Back to all posts
    Kafka Consumer Rebalancing: From Eager to Cooperative – Heart of Stream Processing
    Distributed Systems
    1/31/2026
    9 min

    Kafka Consumer Rebalancing: From Eager to Cooperative – Heart of Stream Processing

    kafkastreamingdistributed-systemsbackend-engineeringproduction-debuggingscalabilitydata-engineering
    Share:

    Kafka Consumer Rebalancing: From Eager to Cooperative – Heart of Stream Processing

    Short description:
    Consumer rebalancing is the most misunderstood and underestimated component of Apache Kafka.
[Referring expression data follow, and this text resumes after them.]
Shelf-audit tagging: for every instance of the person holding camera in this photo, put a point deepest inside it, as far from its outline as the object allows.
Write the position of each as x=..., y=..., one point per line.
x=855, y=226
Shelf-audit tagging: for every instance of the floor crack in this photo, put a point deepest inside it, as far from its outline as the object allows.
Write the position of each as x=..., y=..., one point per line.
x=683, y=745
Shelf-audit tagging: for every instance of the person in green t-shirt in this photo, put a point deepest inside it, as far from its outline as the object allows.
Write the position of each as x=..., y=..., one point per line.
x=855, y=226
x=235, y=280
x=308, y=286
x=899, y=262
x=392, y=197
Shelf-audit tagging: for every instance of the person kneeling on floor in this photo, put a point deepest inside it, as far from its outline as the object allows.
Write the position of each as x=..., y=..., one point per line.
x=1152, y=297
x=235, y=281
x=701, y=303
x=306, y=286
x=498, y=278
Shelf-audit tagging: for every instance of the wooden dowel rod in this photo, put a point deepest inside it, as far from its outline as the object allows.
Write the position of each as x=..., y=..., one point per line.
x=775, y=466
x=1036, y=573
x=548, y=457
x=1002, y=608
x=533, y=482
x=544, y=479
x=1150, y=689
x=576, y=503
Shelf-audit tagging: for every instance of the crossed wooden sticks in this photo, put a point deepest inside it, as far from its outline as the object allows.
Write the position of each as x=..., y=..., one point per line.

A single misconfigured timeout can bring a streaming pipeline to its knees. This post dissects the rebalancing protocol – from the eager, stop‑the‑world days to today’s incremental, cooperative approach. You’ll learn what happens inside the consumer group coordinator, why rebalance storms occur, and how to tune for resilience. Written for engineers who run Kafka in production.
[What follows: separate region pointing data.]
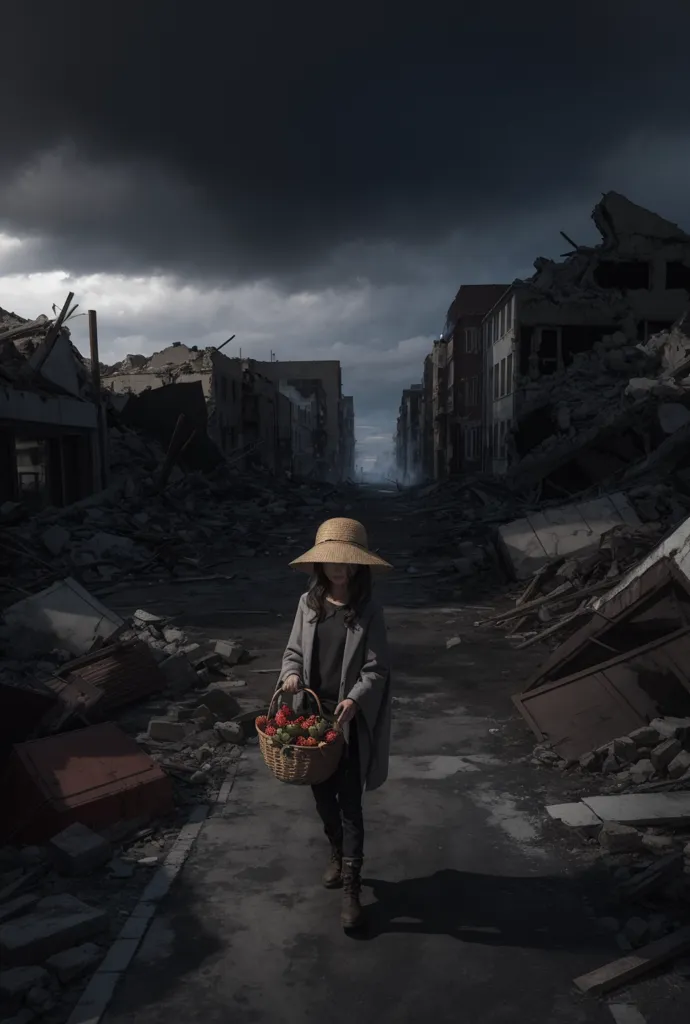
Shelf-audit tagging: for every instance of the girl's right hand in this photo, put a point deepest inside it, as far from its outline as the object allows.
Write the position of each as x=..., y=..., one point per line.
x=292, y=684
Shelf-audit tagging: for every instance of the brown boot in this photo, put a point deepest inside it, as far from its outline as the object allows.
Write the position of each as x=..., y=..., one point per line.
x=351, y=913
x=333, y=876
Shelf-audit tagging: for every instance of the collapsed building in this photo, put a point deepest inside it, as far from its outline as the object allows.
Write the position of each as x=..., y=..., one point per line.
x=286, y=417
x=51, y=429
x=564, y=345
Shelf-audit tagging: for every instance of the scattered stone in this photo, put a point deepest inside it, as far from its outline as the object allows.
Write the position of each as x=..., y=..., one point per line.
x=662, y=755
x=657, y=844
x=120, y=868
x=642, y=771
x=230, y=732
x=230, y=650
x=16, y=906
x=178, y=673
x=671, y=728
x=626, y=750
x=637, y=930
x=679, y=766
x=72, y=964
x=590, y=762
x=55, y=539
x=78, y=850
x=167, y=730
x=619, y=839
x=55, y=924
x=220, y=699
x=15, y=982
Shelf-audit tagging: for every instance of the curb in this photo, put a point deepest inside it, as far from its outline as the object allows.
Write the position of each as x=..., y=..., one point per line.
x=98, y=992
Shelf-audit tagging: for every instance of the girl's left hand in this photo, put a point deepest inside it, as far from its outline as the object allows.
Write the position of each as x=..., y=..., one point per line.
x=346, y=711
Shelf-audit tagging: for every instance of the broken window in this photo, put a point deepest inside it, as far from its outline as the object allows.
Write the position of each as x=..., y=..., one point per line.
x=678, y=274
x=624, y=275
x=548, y=350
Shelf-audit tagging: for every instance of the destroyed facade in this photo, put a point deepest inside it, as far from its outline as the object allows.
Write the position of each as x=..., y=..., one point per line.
x=49, y=419
x=556, y=359
x=284, y=416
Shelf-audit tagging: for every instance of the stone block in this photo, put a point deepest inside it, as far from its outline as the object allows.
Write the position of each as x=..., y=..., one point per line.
x=57, y=923
x=78, y=850
x=18, y=905
x=619, y=839
x=230, y=732
x=626, y=750
x=74, y=963
x=231, y=651
x=678, y=767
x=643, y=771
x=178, y=673
x=662, y=755
x=645, y=736
x=55, y=540
x=167, y=730
x=219, y=698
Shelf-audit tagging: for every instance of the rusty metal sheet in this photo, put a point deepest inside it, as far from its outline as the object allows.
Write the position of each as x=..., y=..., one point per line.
x=20, y=713
x=96, y=775
x=589, y=709
x=123, y=674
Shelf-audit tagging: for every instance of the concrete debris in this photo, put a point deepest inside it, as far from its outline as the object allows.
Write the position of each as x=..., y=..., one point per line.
x=78, y=850
x=56, y=924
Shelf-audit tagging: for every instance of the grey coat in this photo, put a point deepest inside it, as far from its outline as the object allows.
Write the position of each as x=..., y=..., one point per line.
x=364, y=679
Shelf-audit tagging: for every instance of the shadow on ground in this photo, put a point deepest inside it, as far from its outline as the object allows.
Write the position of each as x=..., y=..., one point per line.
x=531, y=912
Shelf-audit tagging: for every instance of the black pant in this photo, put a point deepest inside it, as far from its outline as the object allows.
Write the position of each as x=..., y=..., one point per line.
x=339, y=802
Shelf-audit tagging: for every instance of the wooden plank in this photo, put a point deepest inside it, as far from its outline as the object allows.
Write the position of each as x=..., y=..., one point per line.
x=619, y=972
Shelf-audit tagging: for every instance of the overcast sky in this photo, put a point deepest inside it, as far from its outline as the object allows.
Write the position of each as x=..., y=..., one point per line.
x=319, y=179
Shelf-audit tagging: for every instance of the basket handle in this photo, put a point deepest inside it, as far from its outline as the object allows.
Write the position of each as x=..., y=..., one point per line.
x=304, y=690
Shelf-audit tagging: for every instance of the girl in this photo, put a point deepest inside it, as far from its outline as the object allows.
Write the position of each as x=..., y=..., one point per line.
x=338, y=647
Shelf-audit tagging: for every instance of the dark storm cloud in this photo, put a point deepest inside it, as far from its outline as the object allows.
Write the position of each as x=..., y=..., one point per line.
x=257, y=139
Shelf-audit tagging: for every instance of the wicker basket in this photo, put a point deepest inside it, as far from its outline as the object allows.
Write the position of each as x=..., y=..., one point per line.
x=301, y=765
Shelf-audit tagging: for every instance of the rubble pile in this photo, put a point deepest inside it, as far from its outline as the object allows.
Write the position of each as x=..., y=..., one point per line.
x=620, y=412
x=137, y=528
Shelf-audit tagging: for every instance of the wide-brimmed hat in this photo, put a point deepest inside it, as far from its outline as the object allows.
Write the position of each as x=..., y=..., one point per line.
x=343, y=542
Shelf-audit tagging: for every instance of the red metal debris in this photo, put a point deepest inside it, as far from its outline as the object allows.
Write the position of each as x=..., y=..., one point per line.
x=96, y=775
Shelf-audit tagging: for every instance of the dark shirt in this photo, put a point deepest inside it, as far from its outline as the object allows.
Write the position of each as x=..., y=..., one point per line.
x=327, y=664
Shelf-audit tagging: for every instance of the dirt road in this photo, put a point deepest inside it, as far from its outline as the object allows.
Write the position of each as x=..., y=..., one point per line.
x=477, y=911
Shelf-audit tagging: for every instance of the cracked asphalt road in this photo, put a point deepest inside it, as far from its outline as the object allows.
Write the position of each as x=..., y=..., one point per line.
x=475, y=911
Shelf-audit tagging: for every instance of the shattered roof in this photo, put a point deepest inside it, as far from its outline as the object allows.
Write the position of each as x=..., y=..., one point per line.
x=474, y=300
x=616, y=217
    1. Why Rebalancing Matters More Than You Think

    Most Kafka users know that adding or removing a consumer triggers a rebalance. Few understand what happens during that rebalance – and how it can silently destroy throughput for minutes at a time.

    A rebalance is the process of reassigning topic partitions among the consumers in a group. It is necessary for scalability and fault tolerance. But it is also a global stop‑the‑world event for the consumer group: while rebalancing, no consumer can poll new data.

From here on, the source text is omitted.